One of the three main missions of the Church of Jesus Christ of Latter-day Saints is to redeem the dead. Specifically, we are to seek after our own deceased family members in order that we may perform saving ordinances for them in the Lord’s Holy Temples. And so it is that throughout the Church, and throughout the world, some member of every extended family becomes the family historian.

I am fortunate enough to have these people on both sides of my family. These generous souls did their best to find and preserve family names, birth and death dates, marriages, and children. Which leaves me, the only member of the Church, with a lot of temple work to do.

Or so I thought. I began working on one part of my family tree, carefully preserved by my grandfather. As I worked through the pages of his books, the family tree grew until I had over three hundred names on this one branch. I wondered how I could ever get that much temple work done in the next few months, even with the help of ward and stake members.

Armed with plenty of family info, I logged onto new.familysearch.org. What I found simply shocked me: with the exception of a few names, all the temple work was done! President Uctdorf’s counsel came to mind as I reveled in my discovery.

I searched for clues as to how the names found their ways to the temples. Some came from submissions by far-flung family members.
Some came from name extraction programs. But the bottom line is that all of these hundreds of people have received temple ordinances. Rather than having to do all the work by myself, I am only adding in spouses and children who escaped previous researchers.

I also discovered a wonderful truth about doing family history for temple work in the age of massive databases: there are plenty of family members whose ordinances have been done, but they need to be properly linked.
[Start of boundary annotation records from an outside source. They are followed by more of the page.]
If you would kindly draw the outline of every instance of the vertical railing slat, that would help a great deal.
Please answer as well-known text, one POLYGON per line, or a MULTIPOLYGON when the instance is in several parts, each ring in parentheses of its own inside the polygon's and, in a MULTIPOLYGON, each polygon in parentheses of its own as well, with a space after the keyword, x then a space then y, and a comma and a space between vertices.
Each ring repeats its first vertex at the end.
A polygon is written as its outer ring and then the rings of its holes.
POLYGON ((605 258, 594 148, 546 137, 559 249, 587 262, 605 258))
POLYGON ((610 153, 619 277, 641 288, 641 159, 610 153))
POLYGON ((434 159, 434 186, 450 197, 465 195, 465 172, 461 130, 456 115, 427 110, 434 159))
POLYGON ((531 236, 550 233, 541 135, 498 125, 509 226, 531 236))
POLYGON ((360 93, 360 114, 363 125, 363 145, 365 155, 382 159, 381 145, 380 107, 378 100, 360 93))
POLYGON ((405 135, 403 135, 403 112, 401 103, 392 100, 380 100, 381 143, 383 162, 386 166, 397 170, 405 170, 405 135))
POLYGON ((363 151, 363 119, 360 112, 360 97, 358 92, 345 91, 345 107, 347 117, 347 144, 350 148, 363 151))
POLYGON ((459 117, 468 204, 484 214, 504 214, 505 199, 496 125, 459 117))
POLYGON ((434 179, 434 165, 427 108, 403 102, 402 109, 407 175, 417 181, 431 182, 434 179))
When a researcher finds a name through county court records, they may have only a few pieces of information, such as names, a marriage date, and the place of the event. They have no way to know how many children were born to that couple, or where those people died.

In the pre-database days, the next researcher who indexed obituaries or church records or census records didn’t know about the previous records, so temple work was duplicated. Those people didn’t know about the home family historians, and so temple work might be duplicated again.

What that meant for me, going into the new.familysearch.org site was that my family lines didn’t automatically appear. But when I went to add a father or mother, spouse or children, I would search for the name, and very often find many duplicates. Once I confirmed that the database match was my ancestor, I would link them into their proper place in the chain, and merge all the duplicates, thus linking all the data on that person into one file.

So my greatest discovery was that doing family history and temple work in the database age is as much database work as it is temple ordinances. And even a busy mother can squeeze in some time on a database every day. More to the point, at this critical hour, we must focus our resources on finding ancestors whose work still needs to be done, rather than doing duplicate temple work. And so I say, it’s not just lifting where we stand; we can lift where we sit—at our computers—while we link our generations together through saving ordinances.